This year marks 125 years since the Football Association “legalized” professionalism in football.

I’ve worked out a time-line for the first 25 years on Tony Kempster’s Non-League Forum. It as as follows:

  • 1885 – The Football Association relent and allow professionalism. They also introduce a player registration system.
  • 1888 – The Football League is formed.
  • 1888 onwards – Regular competitive matches in the league gives rise to increasing revenue for Football League clubs, primarily by way of increasing gate receipts. The bigger clubs can afford to lure the best players by offering them higher salaries and bonuses, knowing that having the best players in the team attracts bigger crowds.
  • 1893 – Fearing that the league would become less competitive if all the best players were with only a few clubs, the Football League introduce the retain and transfer system, which restricts the freedom of players to move to another club, even after their annual contract with the club that holds their registration has expired.
  • 1893 onwards – Smaller Football League clubs like Derby and Stoke also push for the introduction of a maximum wage of £4 per week.
  • 1893 onwards – Faced with the above, players start moving to the Scottish League and from its formation in 1894, the Southern League, without their registration by their Football League club being released. Maybe not the top players, but those who might expect to be the top earners at smaller clubs, or who might expect to move from a smaller club to a bigger club for a higher wage.
  • 1897 – The Scottish League agree not to employ players who are still registered with a Football League club.
  • Feb 1898 – Faced with ever increasing restriction, the Association Footballers’ Union is formed by the leading players of the day. It is not recognized by either the Football Association or the Football League.
  • 1898 onwards – Under pressure from their employers (Football League clubs), many of the players involved in the AFU move to the Southern League or the Scottish League.
  • May 1900 – At the behest of Football League clubs, the FA introduce the maximum wage of £4 per week to take effect from the following season. Presumably, Football League clubs press the FA to introduce the maximum wage rather than doing so through their own regulations so that the Southern League would be covered.
  • 1901 – Presumably at least partly due to the FA not enforcing the maximum wage, the Football League introduce the maximum wage of £4 per week in its own regulations, so that it can enforce it against its members.
  • 1901 – The AFU is dissolved, having failed to achieve a relaxation of the retain and transfer system or to prevent the maximum wage from being introduced.
  • 1904 – The maximum wage is removed from the FA’s statutes, but remains in the Football League’s regulations. Presumably, between 1900 and 1904, neither the FA nor the Southern League enforced the maximum wage.
  • 1905 – After being suspended for attempting to bribe an opponent, Billy Meredith exposes corruption at Manchester City, including undisclosed payments to players in excess of the maximum wage. Several players are banned until Jan 1907, and Manchester City are compelled to sell players.
  • Dec 1907 – The PFA is formed as the AFPTU. The players who had been banned, several of whom had been bought by Manchester United, were key movers of the re-formed union.
  • 1909 – The FA threaten to withdraw the registration of AFPTU members. In response, the AFPTU threatens strike action. Strike action is averted with agreement on a bonus system.
  • 1910 – The Southern League recognize the Football League’s retain and transfer system. The Kingaby action is subsequently commenced, but is lost.

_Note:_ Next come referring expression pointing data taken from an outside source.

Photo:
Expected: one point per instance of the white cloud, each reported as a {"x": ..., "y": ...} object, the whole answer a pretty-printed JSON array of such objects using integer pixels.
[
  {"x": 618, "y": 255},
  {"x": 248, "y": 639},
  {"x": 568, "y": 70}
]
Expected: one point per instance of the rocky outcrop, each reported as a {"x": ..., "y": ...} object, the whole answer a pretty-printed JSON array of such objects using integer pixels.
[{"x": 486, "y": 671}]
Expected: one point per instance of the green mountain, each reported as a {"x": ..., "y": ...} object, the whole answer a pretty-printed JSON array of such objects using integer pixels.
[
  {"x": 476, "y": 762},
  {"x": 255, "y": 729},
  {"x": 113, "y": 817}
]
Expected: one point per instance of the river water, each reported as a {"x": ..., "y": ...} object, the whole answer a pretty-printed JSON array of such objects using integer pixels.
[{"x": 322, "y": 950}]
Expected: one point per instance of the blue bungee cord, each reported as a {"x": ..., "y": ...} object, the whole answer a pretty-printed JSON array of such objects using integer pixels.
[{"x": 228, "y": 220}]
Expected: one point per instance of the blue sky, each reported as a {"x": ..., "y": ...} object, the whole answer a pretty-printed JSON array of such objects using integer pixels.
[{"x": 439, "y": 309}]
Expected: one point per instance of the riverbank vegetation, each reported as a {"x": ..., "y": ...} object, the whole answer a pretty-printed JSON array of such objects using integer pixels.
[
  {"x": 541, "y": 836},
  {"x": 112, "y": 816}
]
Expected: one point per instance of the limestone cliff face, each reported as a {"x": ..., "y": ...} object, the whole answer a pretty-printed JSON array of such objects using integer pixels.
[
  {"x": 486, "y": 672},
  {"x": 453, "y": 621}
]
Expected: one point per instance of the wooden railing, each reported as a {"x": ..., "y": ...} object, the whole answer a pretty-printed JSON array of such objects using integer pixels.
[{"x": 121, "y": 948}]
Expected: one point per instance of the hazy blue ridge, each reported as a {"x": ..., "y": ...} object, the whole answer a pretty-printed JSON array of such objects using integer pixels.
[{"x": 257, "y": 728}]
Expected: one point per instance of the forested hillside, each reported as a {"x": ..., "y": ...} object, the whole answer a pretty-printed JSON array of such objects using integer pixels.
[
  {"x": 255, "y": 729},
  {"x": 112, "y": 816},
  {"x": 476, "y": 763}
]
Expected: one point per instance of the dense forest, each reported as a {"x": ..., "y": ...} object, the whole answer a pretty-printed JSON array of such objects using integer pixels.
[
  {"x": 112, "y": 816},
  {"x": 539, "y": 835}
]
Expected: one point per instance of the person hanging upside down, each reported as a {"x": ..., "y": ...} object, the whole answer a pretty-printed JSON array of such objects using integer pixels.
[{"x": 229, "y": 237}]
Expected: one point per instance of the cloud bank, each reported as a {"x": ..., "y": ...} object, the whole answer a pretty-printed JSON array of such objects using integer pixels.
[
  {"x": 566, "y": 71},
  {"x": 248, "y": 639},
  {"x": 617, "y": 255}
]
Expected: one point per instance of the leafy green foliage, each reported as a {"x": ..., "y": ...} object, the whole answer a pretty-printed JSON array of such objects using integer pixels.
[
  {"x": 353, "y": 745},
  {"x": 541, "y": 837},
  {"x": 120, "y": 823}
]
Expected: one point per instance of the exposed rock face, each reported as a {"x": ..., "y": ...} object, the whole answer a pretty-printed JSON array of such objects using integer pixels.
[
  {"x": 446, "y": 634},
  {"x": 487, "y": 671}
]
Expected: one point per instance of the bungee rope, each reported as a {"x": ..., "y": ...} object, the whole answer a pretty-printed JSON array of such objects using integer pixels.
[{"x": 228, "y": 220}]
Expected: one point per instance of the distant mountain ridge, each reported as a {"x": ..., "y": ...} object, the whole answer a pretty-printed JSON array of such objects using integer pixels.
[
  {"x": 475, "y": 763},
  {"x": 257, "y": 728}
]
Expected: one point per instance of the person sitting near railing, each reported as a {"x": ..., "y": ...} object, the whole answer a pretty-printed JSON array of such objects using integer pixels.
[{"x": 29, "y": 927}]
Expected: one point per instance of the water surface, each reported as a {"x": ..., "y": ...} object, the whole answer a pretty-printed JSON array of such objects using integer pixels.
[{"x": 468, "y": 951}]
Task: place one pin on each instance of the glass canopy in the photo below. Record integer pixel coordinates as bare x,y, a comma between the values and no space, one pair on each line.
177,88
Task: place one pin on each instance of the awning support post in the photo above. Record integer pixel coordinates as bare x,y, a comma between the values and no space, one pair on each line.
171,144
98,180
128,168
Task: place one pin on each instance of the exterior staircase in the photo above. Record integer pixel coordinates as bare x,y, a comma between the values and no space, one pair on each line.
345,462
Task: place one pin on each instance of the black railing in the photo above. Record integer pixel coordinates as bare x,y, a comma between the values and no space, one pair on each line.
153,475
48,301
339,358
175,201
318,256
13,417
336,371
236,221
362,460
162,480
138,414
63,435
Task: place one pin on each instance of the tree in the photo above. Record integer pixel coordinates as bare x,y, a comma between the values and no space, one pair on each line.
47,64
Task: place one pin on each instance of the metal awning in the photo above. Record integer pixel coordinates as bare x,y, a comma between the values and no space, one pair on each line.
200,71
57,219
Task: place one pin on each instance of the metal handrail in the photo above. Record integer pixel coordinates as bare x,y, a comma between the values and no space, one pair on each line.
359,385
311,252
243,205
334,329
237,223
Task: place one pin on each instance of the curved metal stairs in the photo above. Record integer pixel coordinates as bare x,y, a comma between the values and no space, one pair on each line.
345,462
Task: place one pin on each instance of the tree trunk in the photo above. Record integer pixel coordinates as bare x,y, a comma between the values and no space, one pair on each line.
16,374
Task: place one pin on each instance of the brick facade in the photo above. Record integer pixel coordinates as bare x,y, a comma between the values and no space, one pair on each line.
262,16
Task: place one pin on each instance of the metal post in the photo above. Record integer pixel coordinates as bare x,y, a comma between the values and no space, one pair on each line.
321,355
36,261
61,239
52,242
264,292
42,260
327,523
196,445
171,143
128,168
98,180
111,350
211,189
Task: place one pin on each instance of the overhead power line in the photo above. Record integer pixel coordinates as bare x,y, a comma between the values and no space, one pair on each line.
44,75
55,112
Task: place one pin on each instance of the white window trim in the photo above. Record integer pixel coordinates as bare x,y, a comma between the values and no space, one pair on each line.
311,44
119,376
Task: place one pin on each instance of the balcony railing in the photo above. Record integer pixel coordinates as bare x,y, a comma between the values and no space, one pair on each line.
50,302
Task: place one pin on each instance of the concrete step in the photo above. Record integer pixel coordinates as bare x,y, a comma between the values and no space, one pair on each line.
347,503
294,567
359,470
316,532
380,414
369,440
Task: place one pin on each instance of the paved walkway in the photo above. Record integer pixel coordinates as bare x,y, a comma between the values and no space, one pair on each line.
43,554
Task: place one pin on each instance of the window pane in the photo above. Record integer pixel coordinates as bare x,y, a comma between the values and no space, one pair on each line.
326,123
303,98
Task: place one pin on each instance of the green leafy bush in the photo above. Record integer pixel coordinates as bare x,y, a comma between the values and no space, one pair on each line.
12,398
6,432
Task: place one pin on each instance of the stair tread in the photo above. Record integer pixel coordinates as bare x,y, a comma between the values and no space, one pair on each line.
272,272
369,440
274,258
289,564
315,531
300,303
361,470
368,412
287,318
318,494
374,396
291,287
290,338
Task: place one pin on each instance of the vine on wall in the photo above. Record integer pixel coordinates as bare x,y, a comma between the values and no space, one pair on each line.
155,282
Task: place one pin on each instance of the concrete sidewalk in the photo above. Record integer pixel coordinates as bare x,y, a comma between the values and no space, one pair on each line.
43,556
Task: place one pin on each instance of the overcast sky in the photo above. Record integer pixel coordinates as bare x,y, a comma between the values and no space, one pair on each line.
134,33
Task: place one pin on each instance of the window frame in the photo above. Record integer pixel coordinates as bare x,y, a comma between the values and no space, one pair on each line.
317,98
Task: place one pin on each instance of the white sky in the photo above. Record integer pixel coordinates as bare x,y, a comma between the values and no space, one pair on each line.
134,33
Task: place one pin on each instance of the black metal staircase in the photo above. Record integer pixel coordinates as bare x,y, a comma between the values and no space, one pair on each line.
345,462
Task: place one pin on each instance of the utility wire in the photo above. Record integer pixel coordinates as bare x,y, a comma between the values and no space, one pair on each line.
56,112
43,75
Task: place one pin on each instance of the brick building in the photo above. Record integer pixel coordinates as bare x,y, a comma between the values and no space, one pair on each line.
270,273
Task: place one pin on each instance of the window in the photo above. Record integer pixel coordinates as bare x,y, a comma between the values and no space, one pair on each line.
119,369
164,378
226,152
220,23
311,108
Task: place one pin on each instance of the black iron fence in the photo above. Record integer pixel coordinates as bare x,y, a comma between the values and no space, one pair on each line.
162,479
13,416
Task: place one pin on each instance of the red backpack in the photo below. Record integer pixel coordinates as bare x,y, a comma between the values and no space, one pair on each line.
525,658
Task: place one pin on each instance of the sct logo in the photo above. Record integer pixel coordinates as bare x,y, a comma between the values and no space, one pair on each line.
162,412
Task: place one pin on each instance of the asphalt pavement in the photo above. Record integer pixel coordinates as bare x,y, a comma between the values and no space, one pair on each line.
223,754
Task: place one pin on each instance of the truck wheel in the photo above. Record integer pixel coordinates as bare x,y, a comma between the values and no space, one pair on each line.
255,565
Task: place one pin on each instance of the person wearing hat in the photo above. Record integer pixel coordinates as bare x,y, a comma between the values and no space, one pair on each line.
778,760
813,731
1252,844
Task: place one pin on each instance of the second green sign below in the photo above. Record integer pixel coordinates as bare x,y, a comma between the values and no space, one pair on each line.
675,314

That the Southern League managed to establish itself in 1894 at the second time of asking must be due at least in part to the first wave of players moving from the Football League. The success of Southern League clubs at the turn of the century was clearly due to another wave of leading players moving from the Football League.

I suppose the maximum wage was not an issue in the Southern League during this period, as fewer players earned more than £4 per week, and the difference in the wealth of clubs was not as great as in the Football League.

Two World Wars and the intervening Great Depression delayed any real progress on the issues of the maximum wage and the retain and transfer system until the 1960s.